The children there seemed very shy at first, but were enamored by the doctors, having their pictures taken, and having balloons made for them by the nurses and me out of spare latex gloves. In the afternoon, the local school emptied out at the same time as the daily rain, so the “clinic” area was flooded with refugees from the water. They quickly joined in playing with the inflated gloves and posing for pictures with the clinic crew. It was interesting to see that two of the boys were using old Corn Flakes boxes as protection from the rain.

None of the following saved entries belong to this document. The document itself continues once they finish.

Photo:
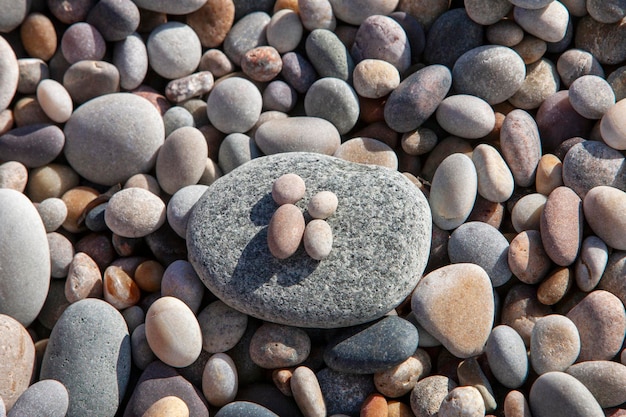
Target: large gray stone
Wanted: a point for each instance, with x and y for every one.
(381, 232)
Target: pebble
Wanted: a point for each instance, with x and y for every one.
(114, 19)
(440, 48)
(134, 212)
(466, 116)
(89, 329)
(18, 360)
(234, 105)
(376, 348)
(247, 33)
(99, 151)
(429, 394)
(168, 406)
(554, 344)
(491, 72)
(343, 114)
(591, 163)
(212, 22)
(375, 78)
(130, 57)
(173, 332)
(467, 289)
(307, 393)
(368, 151)
(45, 397)
(277, 346)
(26, 269)
(495, 181)
(219, 380)
(417, 98)
(604, 379)
(601, 322)
(557, 394)
(453, 191)
(561, 226)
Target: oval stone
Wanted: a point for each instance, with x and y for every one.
(298, 134)
(233, 260)
(25, 258)
(99, 150)
(89, 329)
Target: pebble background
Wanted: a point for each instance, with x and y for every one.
(466, 157)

Even though I had the job of documenting the clinic visit with photos for POP-WUJ fundraising to get more supplies to do this sort of thing in the future, I couldn’t help but feel a little helpless. The people who came needed medical help, some more than others, and the most I could do was try to make the children laugh a little and stand out of the way as a silent observer of the doctors trying to help this village, which, if lucky, would see these doctors a few times a year. Unfortunately, as the paper process used to see patients is pretty inefficient at best, we probably could have helped more people if we had a way to organize this better. The “distance workstation” project I’m looking at starting should help out with that, if I can clear some minor technical hurdles in the implementation department.
After a few hours in the bus, we came back to the clinic. Irv, Shelley and I stayed at the clinic and kept the door open so I could work a bit more there, and we headed back to the hotel around 7 or 8pm local time. Irv, Jorge and I went to a little restaurant called “Cafe Shalom” (alternately spelled “Cafe Shalon” on half of the posters) near Parque Central, and had a brief dinner, then walked back.

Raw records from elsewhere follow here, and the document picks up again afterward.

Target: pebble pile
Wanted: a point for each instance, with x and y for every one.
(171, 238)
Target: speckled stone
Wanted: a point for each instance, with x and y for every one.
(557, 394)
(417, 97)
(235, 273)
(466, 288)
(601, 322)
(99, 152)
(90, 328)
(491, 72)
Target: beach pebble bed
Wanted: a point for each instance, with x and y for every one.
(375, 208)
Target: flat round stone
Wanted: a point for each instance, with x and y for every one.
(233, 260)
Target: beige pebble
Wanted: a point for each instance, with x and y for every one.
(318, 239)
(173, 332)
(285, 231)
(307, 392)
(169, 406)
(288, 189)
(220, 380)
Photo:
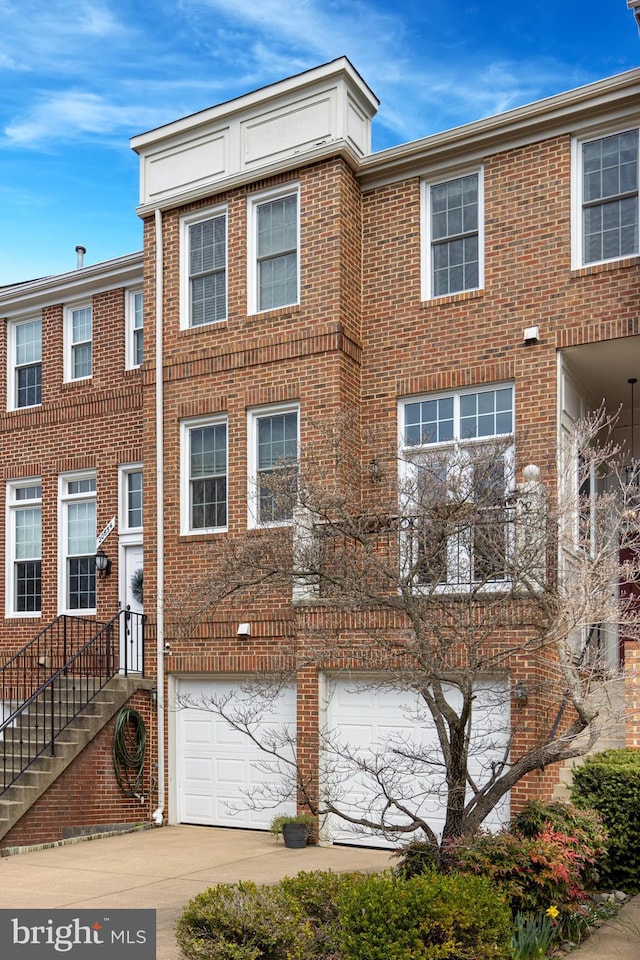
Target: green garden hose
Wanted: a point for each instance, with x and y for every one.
(129, 748)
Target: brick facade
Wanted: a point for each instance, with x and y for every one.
(361, 338)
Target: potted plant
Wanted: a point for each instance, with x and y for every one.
(295, 828)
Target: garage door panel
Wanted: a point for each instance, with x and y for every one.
(219, 769)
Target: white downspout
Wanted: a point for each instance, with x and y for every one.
(158, 815)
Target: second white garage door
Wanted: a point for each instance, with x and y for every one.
(220, 769)
(369, 722)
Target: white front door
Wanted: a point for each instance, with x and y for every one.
(131, 634)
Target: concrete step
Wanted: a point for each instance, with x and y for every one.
(16, 799)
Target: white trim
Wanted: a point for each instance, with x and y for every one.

Back to the medical record… The server is stuck in customs in Guatemala City somewhere, so I had to get the secondary server up and running. It had been slightly damaged in transit, which jostled the RAID card loose and knocked a few connectors off of the backplane. Regardless, after my father made a quick trip to the local bookstore to pick up a blank CDR (as the BIOS in that model didn’t properly boot off of my Debian USB install key due to its particular vintage), I got Debian running on that machine with little trouble. The uplink here isn’t fantastic, so it’s a matter of starting the upgrades and downloads then walking away for a while. There are also some electrical system issues. The single outlet available to us is ungrounded, which may cause some issues, so we’re arranging a UPS to be purchased locally to act as a bit of a safeguard between the fairly unstable electrical grid in Xela and the servers and switching hub. We may have to drill a post to ground the system to the earth properly in addition to all of that.
I’m making pretty good headway with FreeMED modifications for the clinic, and have started on the triage screen, with some input from Jorge. I’m hoping that it can act as a “junction” in the flow of data around the clinic, but that remains to be seen. After I finish up the screen tomorrow, I’ll do some limited implementation testing to see how well it works or doesn’t work.